Segni e Martino (Italia), Pineau e Faure (Francia), Adenauer e Hallstein (Germania Ovest), Spaak e d’Oppuers (Belgio), Luns e Homan (Paesi Bassi), Bech e Schaus (Lussemburgo) hanno dato ufficialità alla nascita di due importanti organismi: la CEE (Comunità Economica Europea) e la CEEA (Comunità Europea dell’Energia Atomica), detta anche EURATOM.

In realtà un accordo fra paesi europei esisteva già dal 1950, ma riguardava soltanto il carbone e l’acciaio (CECA), ma fu grazie alla passione e alla volontà di alcuni statisti che si è arrivati ai trattati del 1957.

De Gasperi, Adenauer, Schuman

I padri fondatori

Come per ogni decisione importante, anche in questo caso c’erano due correnti di pensiero: chi voleva realizzare un forte spirito europeo e promulgare una Costituzione europea superiore a quelle nazionali, e chi, con più moderazione, parlava di parziali cessioni di sovranità nazionali. Come è facile intuire, per paesi che si erano appena fatti la guerra, era più facile optare per la seconda strada. E così è stato.

Un ruolo da protagonisti lo hanno giocato coloro che vengono chiamati i “padri fondatori” dell’Unione Europea, ovvero De Gasperi, Adenauer, Schuman. Questi tre abili statisti sono accomunati da tre fattori: sono cattolici, sono nati in zone di confine, hanno vissuto le due guerre mondiali. Ecco allora che si spiega la loro volontà di rafforzare economicamente e politicamente il vecchio continente.

I Trattati di Roma prevedevano l’istituzione di un’Assemblea parlamentare composta da 142 deputati, l’eliminazione di dazi doganali, l’introduzione di politiche comuni in ambito agricolo e dei trasporti, la creazione di un Fondo sociale europeo e l’istituzione della Banca europea degli investimenti.

Insomma era chiara la volontà di creare un “mercato comune” che permettesse la libera circolazione di persone, servizi, merci e capitali.

Gli attuali Stati membri dell’UE

I passi successivi

Negli anni Settanta e Ottanta si aggiungono alla Comunità Europea la Danimarca, l’Irlanda, il Regno Unito, la Grecia, la Spagna ed il Portogallo.

Il 7 febbraio 1992, venne firmato il Trattato di Maastricht, che introduceva i Tre pilastri.
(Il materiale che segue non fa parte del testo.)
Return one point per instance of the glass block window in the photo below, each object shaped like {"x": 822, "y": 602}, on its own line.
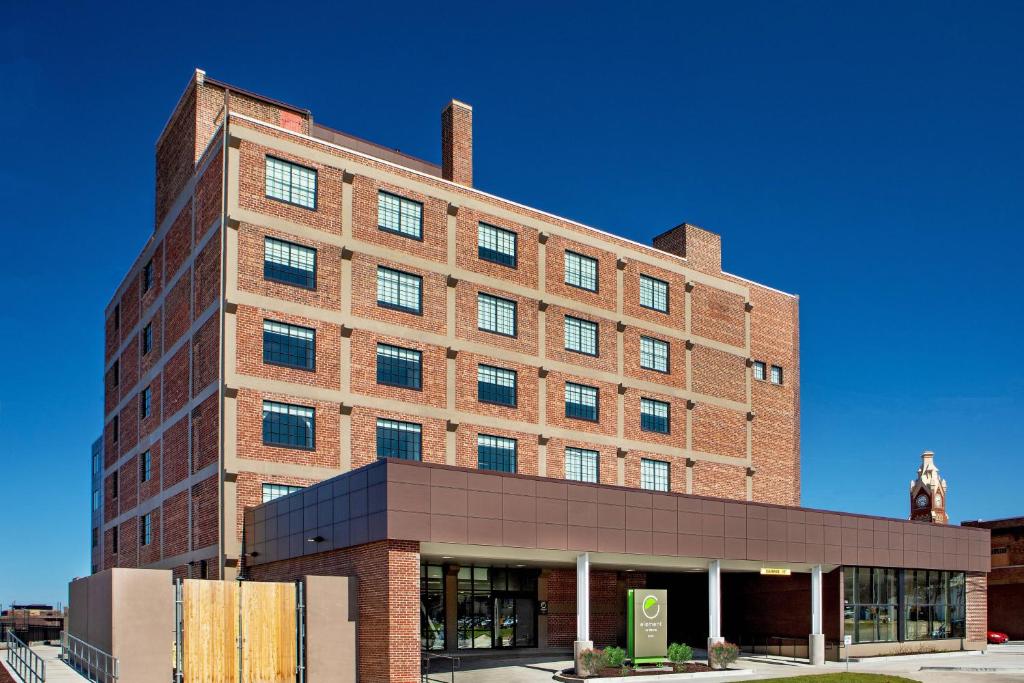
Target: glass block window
{"x": 760, "y": 370}
{"x": 145, "y": 402}
{"x": 399, "y": 367}
{"x": 581, "y": 336}
{"x": 653, "y": 354}
{"x": 496, "y": 245}
{"x": 496, "y": 314}
{"x": 289, "y": 345}
{"x": 275, "y": 491}
{"x": 145, "y": 466}
{"x": 398, "y": 439}
{"x": 399, "y": 290}
{"x": 496, "y": 385}
{"x": 145, "y": 529}
{"x": 581, "y": 271}
{"x": 291, "y": 182}
{"x": 581, "y": 401}
{"x": 396, "y": 214}
{"x": 289, "y": 263}
{"x": 496, "y": 453}
{"x": 654, "y": 293}
{"x": 581, "y": 464}
{"x": 653, "y": 474}
{"x": 654, "y": 416}
{"x": 288, "y": 425}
Il primo riguardava l’unione economica e monetaria, il secondo l’istituzione di una politica estera comune ed il terzo prevedeva la cooperazione in ambito giudiziario. Questo comportò l’uso della moneta unica ( chiamata EURO), anche se ad oggi solo 19 paesi su 27 la utilizzano.

Il 13 dicembre 2007 venne stipulato il Trattato di Lisbona, con cui nasce la moderna Unione Europea, vengono aboliti i Tre pilastri, e si consegnano al Parlamento Europeo più poteri legislativi, quindi anche i cittadini europei acquistano “potere decisionale”.

La storia dell’Unione Europea è un crescendo di unità e collaborazione, ma tutto ciò si sta perdendo negli ultimi anni. L’indecisione e la debolezza mediatica dell’organismo stanno facendo tentennare vari paesi, come ha dimostrato il Regno Unito, che ha addirittura abbandonato il progetto. Se questo passo indietro degli inglesi dovesse mostrarsi efficace, altri paesi membri potrebbero accarezzare l’idea di abbandonare l’Unione, indebolendola. C’è quindi bisogno di più sicurezza nelle decisioni, e il coraggio di imboccare una strada comune e seguirla fino in fondo.